Using find . -print0
seems to be the only safe way of obtaining a list of files in bash due to the possibility of filenames containing spaces, newlines, quotation marks etc.
However, I'm having a hard time actually making find's output useful within bash or with other command line utilities. The only way I have managed to make use of the output is by piping it to perl, and changing perl's IFS to null:
find . -print0 | perl -e '$/="\0"; @files=<>; print $#files;'
This example prints the number of files found, avoiding the danger of newlines in filenames corrupting the count, as would occur with:
find . | wc -l
As most command line programs do not support null-delimited input, I figure the best thing would be to capture the output of find . -print0
in a bash array, like I have done in the perl snippet above, and then continue with the task, whatever it may be.
How can I do this?
This doesn't work:
find . -print0 | ( IFS=$'\0' ; array=( $( cat ) ) ; echo ${#array[@]} )
A much more general question might be: How can I do useful things with lists of files in bash?
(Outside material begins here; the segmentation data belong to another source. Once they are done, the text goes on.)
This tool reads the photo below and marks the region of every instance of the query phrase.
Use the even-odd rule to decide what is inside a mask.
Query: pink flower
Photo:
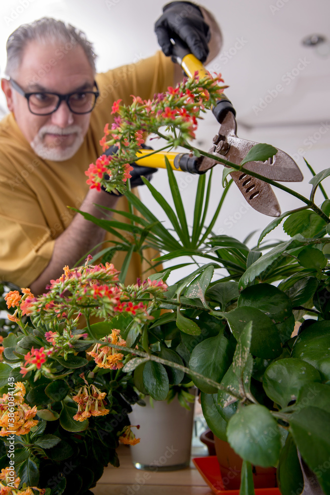
[[[113,113],[116,113],[119,110],[119,103],[122,101],[122,99],[120,98],[118,99],[117,101],[115,101],[113,105],[112,105],[112,109],[111,111],[111,114]]]

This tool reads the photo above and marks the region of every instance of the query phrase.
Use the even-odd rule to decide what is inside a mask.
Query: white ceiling
[[[99,55],[100,70],[147,56],[158,48],[154,24],[164,3],[164,0],[2,1],[1,74],[8,36],[20,24],[44,15],[67,20],[85,31]],[[229,85],[227,95],[236,108],[241,125],[299,125],[330,118],[330,53],[322,56],[301,44],[304,38],[314,33],[325,36],[330,44],[328,0],[201,0],[199,3],[213,12],[221,26],[223,49],[208,68],[222,72]],[[327,46],[321,48],[328,49]],[[305,63],[300,63],[299,70],[300,59]],[[292,80],[286,75],[288,72]],[[279,84],[283,91],[273,98]],[[258,110],[260,99],[265,97],[268,104]],[[1,102],[3,105],[3,100]]]

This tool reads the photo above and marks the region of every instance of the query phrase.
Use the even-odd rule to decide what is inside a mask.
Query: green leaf
[[[247,461],[243,461],[242,465],[240,495],[254,495],[252,466]]]
[[[305,248],[298,255],[298,262],[306,268],[320,270],[324,268],[328,260],[322,251],[315,248]]]
[[[49,409],[38,409],[37,415],[41,419],[44,419],[46,421],[55,421],[60,417],[60,415],[56,411],[50,411]]]
[[[123,264],[122,265],[122,268],[121,269],[121,273],[119,277],[118,277],[120,282],[121,282],[122,284],[124,283],[125,279],[126,278],[126,275],[127,275],[128,267],[129,266],[130,260],[132,258],[132,254],[134,252],[134,245],[132,244],[127,252],[127,254],[125,256],[125,259],[123,262]]]
[[[233,358],[233,371],[238,378],[243,377],[244,368],[250,355],[250,348],[252,340],[252,322],[250,321],[244,327],[237,341]]]
[[[225,167],[222,171],[222,187],[225,187],[227,185],[227,178],[232,172],[235,172],[234,168],[231,167]]]
[[[142,180],[147,186],[148,189],[151,193],[153,197],[157,201],[158,204],[162,207],[165,212],[168,220],[172,224],[174,231],[177,234],[179,238],[181,240],[183,245],[185,245],[185,238],[183,235],[182,230],[181,228],[175,212],[165,200],[164,196],[159,191],[152,186],[149,181],[146,180],[144,177],[142,177]]]
[[[300,248],[304,246],[306,240],[300,234],[286,242],[281,243],[265,254],[263,254],[259,259],[251,265],[243,274],[239,282],[240,290],[245,289],[256,277],[270,267],[280,258],[287,249]]]
[[[2,341],[1,345],[5,348],[8,347],[16,347],[18,337],[15,334],[10,332]]]
[[[39,482],[38,467],[30,457],[23,461],[18,470],[18,475],[21,483],[26,483],[28,487],[38,486]]]
[[[168,349],[163,346],[161,346],[159,357],[162,359],[167,359],[168,361],[171,361],[177,364],[180,364],[182,366],[184,366],[184,363],[178,354],[172,350],[172,349]],[[178,385],[182,382],[184,376],[184,371],[166,366],[165,366],[165,369],[167,373],[170,385]]]
[[[51,447],[57,445],[60,442],[61,439],[58,437],[55,437],[53,435],[45,435],[35,442],[34,445],[37,445],[41,448],[51,448]]]
[[[60,402],[66,397],[69,387],[64,380],[54,380],[45,389],[46,395],[55,402]]]
[[[316,175],[315,175],[314,177],[311,179],[308,183],[313,186],[311,196],[313,196],[320,183],[322,182],[325,179],[326,179],[327,177],[329,177],[329,175],[330,175],[330,168],[326,168],[325,170],[322,170],[322,172],[319,172],[318,174],[317,174]]]
[[[318,369],[321,359],[330,356],[330,322],[318,321],[298,336],[292,349],[292,357],[298,357]]]
[[[26,396],[26,399],[28,402],[33,405],[49,404],[51,402],[51,399],[45,393],[44,385],[37,385],[31,389]]]
[[[282,214],[279,217],[277,217],[276,218],[274,218],[274,220],[272,220],[270,223],[268,224],[267,227],[266,227],[262,231],[260,235],[259,239],[258,239],[258,243],[257,244],[258,248],[259,246],[260,243],[261,242],[263,238],[266,237],[267,234],[269,234],[269,233],[271,232],[272,230],[274,230],[276,227],[280,225],[284,218],[285,218],[286,217],[290,215],[293,211],[294,211],[294,210],[289,210],[289,211],[285,211],[284,213],[282,213]]]
[[[142,363],[146,363],[149,360],[146,357],[133,357],[132,359],[130,359],[124,366],[122,371],[124,373],[130,373],[134,371],[140,364]]]
[[[146,363],[141,363],[138,366],[137,366],[134,371],[133,379],[134,384],[138,390],[141,392],[144,395],[148,395],[148,392],[145,389],[143,385],[143,370],[146,365]]]
[[[109,335],[109,334],[111,333],[112,329],[111,325],[108,321],[100,321],[97,323],[92,323],[90,325],[90,328],[93,333],[93,336],[99,339],[105,337],[106,335]],[[87,327],[85,327],[83,330],[89,334],[88,329]]]
[[[242,166],[249,161],[265,161],[276,155],[277,151],[278,149],[271,145],[259,143],[251,148],[240,165]]]
[[[302,491],[304,479],[297,453],[297,447],[290,434],[281,451],[277,468],[277,481],[282,495],[292,495]]]
[[[165,400],[169,390],[168,378],[162,364],[154,361],[146,363],[143,369],[143,385],[155,400]]]
[[[214,266],[207,266],[190,284],[185,293],[185,297],[189,299],[199,299],[205,307],[208,308],[205,300],[205,292],[212,280],[214,272]]]
[[[191,353],[189,368],[193,371],[220,383],[230,366],[235,350],[235,339],[228,340],[220,333],[198,344]],[[218,389],[202,379],[192,377],[196,387],[206,394],[216,394]]]
[[[311,299],[319,286],[319,281],[315,277],[300,278],[287,292],[292,305],[301,306]]]
[[[272,363],[262,379],[267,396],[281,407],[296,400],[304,385],[313,382],[321,382],[318,371],[308,363],[292,357]]]
[[[292,414],[290,428],[304,460],[315,473],[325,493],[330,492],[330,413],[308,406]]]
[[[227,304],[235,300],[239,297],[237,282],[223,282],[215,284],[206,292],[206,295],[219,303],[222,311],[225,311]]]
[[[8,383],[8,379],[12,370],[11,366],[10,366],[9,364],[0,363],[0,387],[6,385]]]
[[[204,192],[205,191],[205,183],[206,181],[206,176],[205,174],[200,175],[198,178],[198,184],[197,185],[197,191],[195,200],[195,207],[194,208],[194,222],[193,223],[193,231],[191,234],[191,245],[193,248],[198,247],[198,242],[202,232],[202,230],[204,226],[204,216],[202,222],[201,222],[201,217],[202,216],[202,210],[203,204],[203,199],[204,198]],[[209,191],[207,188],[206,192],[206,206],[207,208],[208,199],[209,198]]]
[[[281,339],[277,329],[271,320],[259,309],[241,306],[223,314],[237,340],[250,321],[252,322],[251,353],[257,357],[272,359],[282,352]]]
[[[304,237],[314,237],[326,225],[317,213],[305,209],[290,215],[283,224],[283,230],[290,237],[296,234],[301,234]]]
[[[165,161],[166,162],[166,168],[168,176],[168,183],[172,194],[172,198],[175,206],[175,211],[177,215],[179,221],[181,224],[182,244],[184,247],[188,247],[190,245],[190,237],[188,230],[188,225],[187,224],[187,219],[186,214],[183,207],[183,203],[180,194],[180,190],[177,185],[177,182],[174,177],[174,174],[172,168],[169,164],[167,157],[165,155]]]
[[[330,386],[323,383],[306,384],[300,389],[297,408],[312,405],[330,413]]]
[[[190,335],[199,335],[201,333],[201,329],[197,323],[193,320],[186,318],[182,311],[180,311],[179,307],[176,310],[176,326],[181,332],[189,334]]]
[[[62,404],[63,408],[60,413],[60,424],[62,428],[67,431],[75,433],[87,430],[88,427],[88,419],[83,421],[76,421],[73,419],[74,416],[77,414],[76,408],[67,405],[64,402]]]
[[[62,364],[62,366],[65,366],[66,368],[70,368],[70,369],[81,368],[82,366],[84,366],[88,363],[88,360],[85,359],[84,357],[74,356],[72,354],[69,354],[66,359],[65,359],[64,357],[62,357],[61,356],[57,356],[56,359],[60,364]]]
[[[257,284],[247,287],[241,293],[238,305],[260,309],[274,323],[284,321],[292,312],[288,296],[269,284]]]
[[[229,420],[228,442],[242,459],[262,467],[276,465],[281,442],[278,426],[268,409],[252,404],[239,409]]]
[[[227,442],[227,422],[218,412],[215,407],[215,400],[216,400],[216,394],[212,395],[201,392],[202,409],[207,426],[218,438]]]

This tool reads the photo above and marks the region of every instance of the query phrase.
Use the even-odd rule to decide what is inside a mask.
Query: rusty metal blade
[[[224,119],[219,131],[223,136],[226,147],[223,151],[216,153],[216,146],[210,150],[216,152],[220,156],[239,165],[248,151],[258,144],[254,141],[238,138],[236,135],[236,121],[231,112],[228,112]],[[298,166],[292,158],[281,149],[278,149],[276,154],[266,161],[249,161],[244,164],[244,168],[251,172],[263,175],[267,179],[281,182],[299,182],[303,176]],[[200,167],[201,170],[207,170],[215,165],[211,160],[205,158]]]
[[[281,215],[280,205],[269,184],[250,175],[235,171],[230,174],[234,182],[252,208],[264,215]]]

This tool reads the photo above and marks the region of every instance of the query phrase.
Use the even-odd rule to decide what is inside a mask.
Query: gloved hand
[[[208,54],[210,32],[197,5],[189,1],[172,1],[163,7],[163,15],[155,25],[162,50],[167,56],[172,53],[171,38],[179,38],[193,55],[205,62]]]
[[[143,149],[153,149],[150,146],[146,146],[145,145],[141,145],[141,147]],[[118,151],[118,146],[111,146],[105,150],[104,154],[107,155],[107,156],[116,154]],[[139,165],[137,165],[135,163],[135,162],[133,162],[132,163],[130,163],[130,165],[131,167],[133,167],[133,170],[131,170],[129,172],[130,175],[132,176],[130,179],[130,187],[132,189],[133,189],[133,187],[136,187],[137,186],[144,185],[144,183],[141,178],[142,176],[145,177],[148,179],[148,181],[150,181],[151,180],[153,174],[154,174],[156,172],[158,171],[158,168],[153,168],[151,167],[140,166]],[[103,186],[101,186],[101,189],[103,189],[103,191],[106,191],[105,188]],[[108,191],[107,191],[106,192],[108,193]],[[120,193],[116,194],[115,193],[109,193],[109,194],[112,194],[116,196],[123,196],[123,195]]]

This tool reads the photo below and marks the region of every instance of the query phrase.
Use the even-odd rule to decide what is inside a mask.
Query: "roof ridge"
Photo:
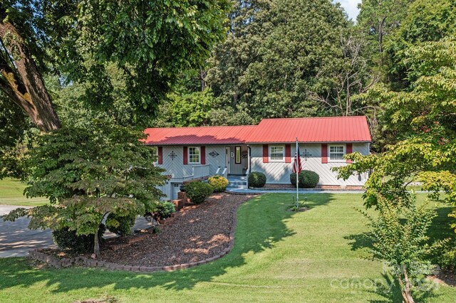
[[[261,119],[261,121],[264,120],[284,120],[284,119],[337,119],[337,118],[365,118],[366,116],[333,116],[333,117],[294,117],[291,118],[264,118]]]
[[[215,128],[215,127],[252,127],[258,125],[204,125],[201,127],[147,127],[145,129],[195,129],[195,128]]]

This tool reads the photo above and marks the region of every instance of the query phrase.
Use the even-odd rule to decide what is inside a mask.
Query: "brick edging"
[[[245,202],[245,201],[244,201]],[[243,202],[242,203],[244,203]],[[105,267],[110,270],[125,270],[135,272],[152,272],[157,271],[167,271],[170,272],[177,270],[183,270],[185,268],[193,267],[201,264],[208,263],[215,260],[219,259],[225,255],[228,254],[234,246],[234,233],[236,231],[236,225],[237,224],[237,213],[239,206],[242,204],[238,205],[236,208],[232,212],[232,225],[229,231],[229,243],[227,248],[224,248],[219,255],[216,255],[207,259],[202,260],[198,262],[192,262],[190,263],[177,264],[175,265],[167,265],[167,266],[132,266],[132,265],[123,265],[120,264],[112,263],[109,262],[100,261],[98,260],[90,259],[85,256],[79,256],[71,258],[59,258],[53,255],[48,255],[46,253],[43,253],[43,250],[38,248],[36,250],[30,250],[28,252],[29,257],[37,260],[41,262],[46,262],[49,265],[51,265],[56,268],[68,267],[73,265],[82,265],[90,267]],[[198,206],[187,206],[182,208],[180,213],[180,216],[185,214],[187,211],[194,209],[198,207]],[[175,217],[172,217],[175,218]],[[174,219],[172,220],[174,220]],[[165,221],[166,224],[168,224],[167,221]],[[141,239],[142,240],[142,239]]]

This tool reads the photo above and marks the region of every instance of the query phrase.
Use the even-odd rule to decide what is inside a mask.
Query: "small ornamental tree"
[[[165,182],[153,151],[131,127],[95,121],[86,128],[63,127],[37,139],[26,160],[28,197],[48,198],[51,205],[11,212],[4,220],[31,217],[29,228],[68,228],[78,235],[97,235],[103,218],[132,217],[155,211]],[[94,236],[94,253],[100,254]]]
[[[375,258],[388,263],[400,286],[403,301],[412,303],[414,290],[428,290],[414,287],[417,285],[423,286],[425,282],[423,279],[432,272],[433,266],[428,257],[445,242],[435,242],[430,245],[426,235],[437,214],[425,203],[417,207],[413,196],[405,206],[379,195],[377,208],[378,217],[360,211],[368,218],[371,227],[369,234],[373,243],[371,251]]]

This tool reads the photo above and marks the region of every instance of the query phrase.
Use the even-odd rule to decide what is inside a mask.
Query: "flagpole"
[[[298,146],[298,137],[296,137],[296,154],[295,156],[295,161],[296,162],[296,208],[299,208],[299,169],[297,166],[299,166],[299,147]]]

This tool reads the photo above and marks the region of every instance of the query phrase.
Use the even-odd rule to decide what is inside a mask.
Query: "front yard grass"
[[[0,260],[0,302],[401,302],[382,263],[369,259],[359,194],[307,194],[311,210],[288,211],[292,194],[253,198],[238,211],[234,249],[215,262],[170,272],[37,269],[24,258]],[[423,200],[424,195],[419,195]],[[301,198],[304,198],[301,196]],[[434,235],[452,235],[450,205],[436,202]],[[453,302],[440,286],[420,302]]]
[[[27,198],[24,196],[26,185],[10,178],[0,180],[0,205],[16,205],[20,206],[38,206],[49,203],[46,198]]]

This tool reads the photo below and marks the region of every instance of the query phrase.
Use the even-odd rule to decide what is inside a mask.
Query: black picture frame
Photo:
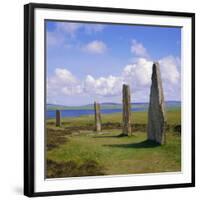
[[[192,162],[191,162],[191,183],[167,184],[167,185],[143,185],[133,187],[117,187],[117,188],[99,188],[99,189],[84,189],[68,190],[68,191],[46,191],[35,192],[35,173],[34,173],[34,97],[35,97],[35,69],[34,69],[34,19],[35,9],[57,9],[57,10],[78,10],[78,11],[93,11],[107,13],[122,13],[122,14],[148,14],[154,16],[175,16],[189,17],[192,23]],[[24,5],[24,195],[28,197],[36,196],[52,196],[52,195],[72,195],[85,193],[99,192],[120,192],[133,190],[149,190],[162,188],[183,188],[195,186],[195,14],[185,12],[167,12],[153,10],[135,10],[122,8],[106,8],[106,7],[87,7],[73,5],[56,5],[56,4],[36,4],[30,3]]]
Shamelessly stolen (with some changes) from Greg's BashFAQ:
a=()
while IFS= read -r -d '' file; do
a+=("$file") # or however you want to process each file
done < <(find /tmp -type f -print0)
Note that the redirection construct used here (cmd1 < <(cmd2)
) is similar to, but not quite the same as the more usual pipeline (cmd2 | cmd1
) -- if the commands are shell builtins (e.g. while
), the pipeline version executes them in subshells, and any variables they set (e.g. the array a
) are lost when they exit. cmd1 < <(cmd2)
only runs cmd2 in a subshell, so the array lives past its construction. Warning: this form of redirection is only available in bash, not even bash in sh-emulation mode; you must start your script with #!/bin/bash
.
Also, because the file processing step (in this case, just a+=("$file")
, but you might want to do something fancier directly in the loop) has its input redirected, it cannot use any commands that might read from stdin. To avoid this limitation, I tend to use:
a=()
while IFS= read -r -d '' file <&3; do
a+=("$file") # or however you want to process each file
done 3< <(find /tmp -type f -print0)
...which passes the file list via unit 3, rather than stdin.